The University of California, Los Angeles David Geffen Medical School has been heavily prioritizing race in admissions while the school has fallen in rankings.
According to the Washington Free Beacon, when a Black candidate in November 2021 applied with test scores and grades well below the average for UCLA, the admissions committee expressed skepticism and argued the candidate wasn’t a good fit.
Dean of Admissions Jennifer Lucero, however, chided the committee.
”Did you not know African-American women are dying at a higher rate than everybody else?” Lucero said.
Lucero argued that low grades and test scores shouldn’t matter too much, adding “we need people like this in the medical school.”
While the Supreme Court banned affirmative action in college admissions in Summer 2022, California has prohibited public schools from using the practice in admissions since 1996.
”We are not consistent in the way we apply the metrics to these applicants,” one official wrote in an email to another committee member in response to Lucero’s comments.
”I wondered…if this applicant had been [a] white male, or [an] Asian female for that matter, [whether] we would have had that much discussion,” the official stated.
Several university officials spoke with the outlet and said Lucero “cut corners” to achieve racial diversity.
”I have students on their rotation who don’t know anything,” one admissions committee member said. “People get in and they struggle.”
Another UCLA faculty member said, “I wouldn’t normally talk to a reporter…But there’s no way to stop this without embarrassing the medical school.”
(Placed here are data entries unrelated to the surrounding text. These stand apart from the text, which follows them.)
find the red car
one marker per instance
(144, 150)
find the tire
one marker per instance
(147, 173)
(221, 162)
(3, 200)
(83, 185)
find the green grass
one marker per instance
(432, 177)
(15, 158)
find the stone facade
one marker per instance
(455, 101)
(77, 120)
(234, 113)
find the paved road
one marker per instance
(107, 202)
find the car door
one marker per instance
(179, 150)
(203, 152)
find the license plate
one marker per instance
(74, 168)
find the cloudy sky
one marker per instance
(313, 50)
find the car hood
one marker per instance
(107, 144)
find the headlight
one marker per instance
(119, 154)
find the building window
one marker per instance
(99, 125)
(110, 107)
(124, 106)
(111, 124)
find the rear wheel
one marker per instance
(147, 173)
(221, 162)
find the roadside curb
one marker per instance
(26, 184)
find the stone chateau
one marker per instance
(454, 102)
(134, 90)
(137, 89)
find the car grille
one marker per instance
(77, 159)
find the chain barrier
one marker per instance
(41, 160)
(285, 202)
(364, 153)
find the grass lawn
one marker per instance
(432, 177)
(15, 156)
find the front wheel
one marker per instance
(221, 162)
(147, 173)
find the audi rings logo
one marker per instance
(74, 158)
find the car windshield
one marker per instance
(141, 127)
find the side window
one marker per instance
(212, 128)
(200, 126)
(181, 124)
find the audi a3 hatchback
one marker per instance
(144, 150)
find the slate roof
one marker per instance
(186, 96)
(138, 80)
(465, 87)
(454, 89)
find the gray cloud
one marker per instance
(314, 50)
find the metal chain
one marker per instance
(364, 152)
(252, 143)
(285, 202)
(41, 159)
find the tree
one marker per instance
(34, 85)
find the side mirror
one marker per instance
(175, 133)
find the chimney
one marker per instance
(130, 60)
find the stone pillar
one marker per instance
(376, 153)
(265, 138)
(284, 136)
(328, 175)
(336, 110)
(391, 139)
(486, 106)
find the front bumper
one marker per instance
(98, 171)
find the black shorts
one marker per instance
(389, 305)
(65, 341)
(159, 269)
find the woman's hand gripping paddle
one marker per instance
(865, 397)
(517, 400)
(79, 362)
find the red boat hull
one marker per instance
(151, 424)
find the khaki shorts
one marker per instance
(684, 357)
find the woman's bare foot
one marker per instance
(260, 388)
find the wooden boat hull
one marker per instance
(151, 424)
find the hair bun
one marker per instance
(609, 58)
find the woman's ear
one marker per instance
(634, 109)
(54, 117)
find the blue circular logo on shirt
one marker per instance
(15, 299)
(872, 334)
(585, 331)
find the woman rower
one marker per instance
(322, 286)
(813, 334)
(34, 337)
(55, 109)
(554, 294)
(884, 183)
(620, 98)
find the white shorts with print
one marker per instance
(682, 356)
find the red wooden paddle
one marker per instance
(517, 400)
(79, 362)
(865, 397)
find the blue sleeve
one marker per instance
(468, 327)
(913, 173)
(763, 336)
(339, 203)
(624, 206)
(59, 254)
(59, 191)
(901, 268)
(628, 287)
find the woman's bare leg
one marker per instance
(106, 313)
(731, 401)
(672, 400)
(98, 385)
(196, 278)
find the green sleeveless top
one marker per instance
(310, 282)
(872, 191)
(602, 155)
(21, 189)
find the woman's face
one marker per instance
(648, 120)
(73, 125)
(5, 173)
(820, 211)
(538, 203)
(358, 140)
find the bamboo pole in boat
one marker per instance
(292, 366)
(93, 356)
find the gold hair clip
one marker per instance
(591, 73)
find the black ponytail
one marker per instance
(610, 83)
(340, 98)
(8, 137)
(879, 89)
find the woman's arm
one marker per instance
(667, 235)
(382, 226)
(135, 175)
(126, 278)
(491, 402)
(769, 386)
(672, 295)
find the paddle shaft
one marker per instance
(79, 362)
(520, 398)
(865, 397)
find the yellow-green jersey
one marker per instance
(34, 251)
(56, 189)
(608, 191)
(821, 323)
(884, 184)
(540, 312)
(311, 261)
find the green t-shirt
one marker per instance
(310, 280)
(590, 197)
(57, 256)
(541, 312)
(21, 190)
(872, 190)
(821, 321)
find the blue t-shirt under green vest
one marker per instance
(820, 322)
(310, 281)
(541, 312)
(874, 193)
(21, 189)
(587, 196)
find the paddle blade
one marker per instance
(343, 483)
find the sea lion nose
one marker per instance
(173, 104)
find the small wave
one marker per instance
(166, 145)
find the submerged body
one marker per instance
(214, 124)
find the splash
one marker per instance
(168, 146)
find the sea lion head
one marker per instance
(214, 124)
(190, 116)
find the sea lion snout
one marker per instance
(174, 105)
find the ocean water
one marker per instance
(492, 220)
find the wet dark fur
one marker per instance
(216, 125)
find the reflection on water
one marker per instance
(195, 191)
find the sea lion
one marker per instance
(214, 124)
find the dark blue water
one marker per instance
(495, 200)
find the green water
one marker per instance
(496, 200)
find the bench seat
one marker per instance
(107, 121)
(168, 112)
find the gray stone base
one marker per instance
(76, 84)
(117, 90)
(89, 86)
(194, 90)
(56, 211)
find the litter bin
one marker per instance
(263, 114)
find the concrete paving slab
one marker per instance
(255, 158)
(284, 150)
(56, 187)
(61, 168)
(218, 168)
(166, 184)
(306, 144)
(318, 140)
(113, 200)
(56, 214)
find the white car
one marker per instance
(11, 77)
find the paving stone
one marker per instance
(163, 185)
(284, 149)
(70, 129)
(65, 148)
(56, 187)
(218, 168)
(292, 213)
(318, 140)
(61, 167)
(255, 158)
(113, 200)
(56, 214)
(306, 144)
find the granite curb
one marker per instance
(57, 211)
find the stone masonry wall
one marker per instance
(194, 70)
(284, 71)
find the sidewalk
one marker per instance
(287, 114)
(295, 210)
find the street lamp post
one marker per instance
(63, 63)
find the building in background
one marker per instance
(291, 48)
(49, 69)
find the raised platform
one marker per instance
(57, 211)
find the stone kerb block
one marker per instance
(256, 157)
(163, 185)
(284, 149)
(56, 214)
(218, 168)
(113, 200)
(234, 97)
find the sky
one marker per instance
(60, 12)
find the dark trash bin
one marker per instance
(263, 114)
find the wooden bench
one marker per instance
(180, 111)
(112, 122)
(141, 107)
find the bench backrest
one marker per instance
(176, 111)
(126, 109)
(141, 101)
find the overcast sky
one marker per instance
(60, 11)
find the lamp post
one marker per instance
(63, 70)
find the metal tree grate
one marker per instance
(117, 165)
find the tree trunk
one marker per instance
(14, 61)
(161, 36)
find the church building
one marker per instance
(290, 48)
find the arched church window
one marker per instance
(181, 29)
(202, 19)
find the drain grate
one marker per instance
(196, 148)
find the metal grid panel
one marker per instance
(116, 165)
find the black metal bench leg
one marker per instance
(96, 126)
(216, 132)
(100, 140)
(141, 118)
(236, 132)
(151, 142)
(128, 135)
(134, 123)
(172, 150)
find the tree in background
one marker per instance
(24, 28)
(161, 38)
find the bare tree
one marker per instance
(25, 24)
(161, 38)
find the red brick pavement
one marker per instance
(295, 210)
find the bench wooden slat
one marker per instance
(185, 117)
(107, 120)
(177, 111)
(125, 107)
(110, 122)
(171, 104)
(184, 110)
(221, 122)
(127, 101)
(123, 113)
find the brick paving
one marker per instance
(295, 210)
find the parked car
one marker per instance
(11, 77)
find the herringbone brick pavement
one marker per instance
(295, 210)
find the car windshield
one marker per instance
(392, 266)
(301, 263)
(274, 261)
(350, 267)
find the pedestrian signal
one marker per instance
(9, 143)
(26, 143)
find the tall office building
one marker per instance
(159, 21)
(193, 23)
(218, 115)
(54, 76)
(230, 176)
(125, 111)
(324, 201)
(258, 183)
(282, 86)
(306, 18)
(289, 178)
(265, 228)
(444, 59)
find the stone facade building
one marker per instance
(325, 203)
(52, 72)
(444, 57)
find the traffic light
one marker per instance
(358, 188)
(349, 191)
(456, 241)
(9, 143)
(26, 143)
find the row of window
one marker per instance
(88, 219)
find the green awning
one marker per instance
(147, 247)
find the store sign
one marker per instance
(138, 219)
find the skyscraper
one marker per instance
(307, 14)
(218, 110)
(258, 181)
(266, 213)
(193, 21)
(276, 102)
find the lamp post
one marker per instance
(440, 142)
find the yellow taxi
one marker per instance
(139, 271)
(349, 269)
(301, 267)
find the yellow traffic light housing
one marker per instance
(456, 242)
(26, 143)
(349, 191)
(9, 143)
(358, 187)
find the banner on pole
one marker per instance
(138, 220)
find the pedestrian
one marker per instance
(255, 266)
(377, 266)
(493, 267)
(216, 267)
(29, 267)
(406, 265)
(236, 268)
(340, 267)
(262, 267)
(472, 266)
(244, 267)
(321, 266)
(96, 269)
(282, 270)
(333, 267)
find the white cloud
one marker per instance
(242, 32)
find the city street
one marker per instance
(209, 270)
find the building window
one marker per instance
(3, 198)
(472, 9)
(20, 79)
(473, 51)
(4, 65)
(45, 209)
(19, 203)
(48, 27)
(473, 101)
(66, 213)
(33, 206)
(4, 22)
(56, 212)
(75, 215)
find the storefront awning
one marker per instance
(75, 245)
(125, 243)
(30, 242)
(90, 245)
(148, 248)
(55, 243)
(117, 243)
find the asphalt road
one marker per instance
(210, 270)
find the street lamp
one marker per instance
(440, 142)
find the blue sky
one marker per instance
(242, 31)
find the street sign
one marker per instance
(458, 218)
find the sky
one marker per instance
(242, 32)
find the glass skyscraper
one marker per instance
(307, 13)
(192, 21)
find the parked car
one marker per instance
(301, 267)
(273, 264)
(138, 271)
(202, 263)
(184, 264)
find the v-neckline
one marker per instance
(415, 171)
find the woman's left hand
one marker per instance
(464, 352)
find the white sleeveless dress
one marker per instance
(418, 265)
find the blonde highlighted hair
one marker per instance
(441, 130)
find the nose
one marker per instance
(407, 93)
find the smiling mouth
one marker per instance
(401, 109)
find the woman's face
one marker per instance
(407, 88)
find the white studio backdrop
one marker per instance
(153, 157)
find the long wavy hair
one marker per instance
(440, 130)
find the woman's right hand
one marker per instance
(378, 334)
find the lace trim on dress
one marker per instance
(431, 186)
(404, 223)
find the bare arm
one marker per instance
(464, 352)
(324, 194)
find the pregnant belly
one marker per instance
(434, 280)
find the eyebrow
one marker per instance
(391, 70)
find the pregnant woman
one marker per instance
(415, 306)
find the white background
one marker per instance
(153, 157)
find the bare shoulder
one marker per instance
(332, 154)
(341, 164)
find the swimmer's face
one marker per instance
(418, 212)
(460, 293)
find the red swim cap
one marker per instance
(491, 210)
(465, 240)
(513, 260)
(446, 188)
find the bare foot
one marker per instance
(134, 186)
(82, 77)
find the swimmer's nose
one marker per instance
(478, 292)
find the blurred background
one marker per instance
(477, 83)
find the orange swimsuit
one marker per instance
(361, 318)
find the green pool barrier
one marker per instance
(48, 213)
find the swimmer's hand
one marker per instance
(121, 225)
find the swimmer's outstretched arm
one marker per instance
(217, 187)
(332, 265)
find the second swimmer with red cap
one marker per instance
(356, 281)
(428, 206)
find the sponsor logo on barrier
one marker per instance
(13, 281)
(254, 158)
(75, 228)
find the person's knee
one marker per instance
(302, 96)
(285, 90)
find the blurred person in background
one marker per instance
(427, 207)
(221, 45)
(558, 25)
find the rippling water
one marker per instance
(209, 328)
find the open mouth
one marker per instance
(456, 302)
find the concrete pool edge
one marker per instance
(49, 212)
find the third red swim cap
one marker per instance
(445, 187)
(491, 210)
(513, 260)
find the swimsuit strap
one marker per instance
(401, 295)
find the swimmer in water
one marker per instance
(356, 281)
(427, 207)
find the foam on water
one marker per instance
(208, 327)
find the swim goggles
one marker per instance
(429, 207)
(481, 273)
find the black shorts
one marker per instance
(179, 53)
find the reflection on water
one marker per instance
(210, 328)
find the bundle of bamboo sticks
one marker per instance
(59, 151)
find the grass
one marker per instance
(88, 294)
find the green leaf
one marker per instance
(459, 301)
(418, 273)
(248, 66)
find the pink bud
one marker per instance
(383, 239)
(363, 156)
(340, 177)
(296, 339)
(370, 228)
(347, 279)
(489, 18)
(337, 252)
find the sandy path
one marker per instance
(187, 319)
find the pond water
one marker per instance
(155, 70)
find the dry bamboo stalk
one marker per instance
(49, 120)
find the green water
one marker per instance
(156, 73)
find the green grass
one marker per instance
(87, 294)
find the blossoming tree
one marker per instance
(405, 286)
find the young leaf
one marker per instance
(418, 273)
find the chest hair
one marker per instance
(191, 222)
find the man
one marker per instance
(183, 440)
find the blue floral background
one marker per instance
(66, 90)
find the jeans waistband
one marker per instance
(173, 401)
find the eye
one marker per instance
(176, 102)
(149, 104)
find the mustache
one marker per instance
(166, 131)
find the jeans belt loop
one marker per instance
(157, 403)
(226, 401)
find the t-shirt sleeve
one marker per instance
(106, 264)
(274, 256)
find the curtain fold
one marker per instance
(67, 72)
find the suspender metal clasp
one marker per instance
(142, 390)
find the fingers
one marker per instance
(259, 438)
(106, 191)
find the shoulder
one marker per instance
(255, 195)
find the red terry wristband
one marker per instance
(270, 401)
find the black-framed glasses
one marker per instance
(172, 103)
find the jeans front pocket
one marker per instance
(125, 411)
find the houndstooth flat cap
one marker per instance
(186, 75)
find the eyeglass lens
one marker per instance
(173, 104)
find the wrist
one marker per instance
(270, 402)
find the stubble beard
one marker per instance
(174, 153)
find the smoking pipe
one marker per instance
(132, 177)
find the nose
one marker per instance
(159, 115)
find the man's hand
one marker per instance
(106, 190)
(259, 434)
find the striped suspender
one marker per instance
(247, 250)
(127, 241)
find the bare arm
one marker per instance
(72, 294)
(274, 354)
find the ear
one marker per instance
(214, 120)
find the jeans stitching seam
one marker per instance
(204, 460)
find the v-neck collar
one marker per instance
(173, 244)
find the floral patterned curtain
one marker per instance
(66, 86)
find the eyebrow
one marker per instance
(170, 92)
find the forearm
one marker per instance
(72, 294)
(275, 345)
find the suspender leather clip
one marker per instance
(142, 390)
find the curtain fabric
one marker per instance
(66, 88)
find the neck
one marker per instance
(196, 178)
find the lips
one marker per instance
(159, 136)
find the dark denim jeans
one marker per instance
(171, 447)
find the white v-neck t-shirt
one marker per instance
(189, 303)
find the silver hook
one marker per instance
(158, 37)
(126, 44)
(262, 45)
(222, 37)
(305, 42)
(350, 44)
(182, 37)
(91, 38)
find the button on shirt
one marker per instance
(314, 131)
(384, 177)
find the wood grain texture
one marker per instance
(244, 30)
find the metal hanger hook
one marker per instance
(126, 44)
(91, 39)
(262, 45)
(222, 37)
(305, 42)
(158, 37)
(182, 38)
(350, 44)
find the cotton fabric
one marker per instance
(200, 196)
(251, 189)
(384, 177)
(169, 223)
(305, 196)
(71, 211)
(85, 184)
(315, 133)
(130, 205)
The changes in admissions have had a dramatic impact on the medical school’s overall rankings. Since Lucero was hired in 2020, UCLA has dropped in the U.S. News & World Report’s rankings for medical research from 6th to 18th.
Additionally, over 50% of its students failed standardized tests on family medicine, internal medicine, emergency medicine, and pediatrics.
According to the report, those tests are normally taken at the end of clinical rotations and are important in applications to residencies. The average fail rate for those tests is 5% nationally, but at UCLA since 2020, those fail rates have increased tenfold in several subjects, according to data obtained by the Washington Free Beacon.
A professor described one operating room incident, during which a student could not identify a major artery when asked. The professor says the student proceeded to become angry and yell at the professor, saying that she had been put on the spot.
”I don’t know how some of these students are going to be junior doctors,” the professor said. ”Faculty are seeing a shocking decline in knowledge of medical students.”
While UCLA didn’t respond to claims in the story, one member of Congress took aim at the school for bringing DEI into medicine.
”What they’re doing in our medical system is bringing DEI into it,” Rep. Burgess Owens (R-UT) told Campus Reform. “So now that we know we’re going to defund this mess, we just have been allowed to happen.”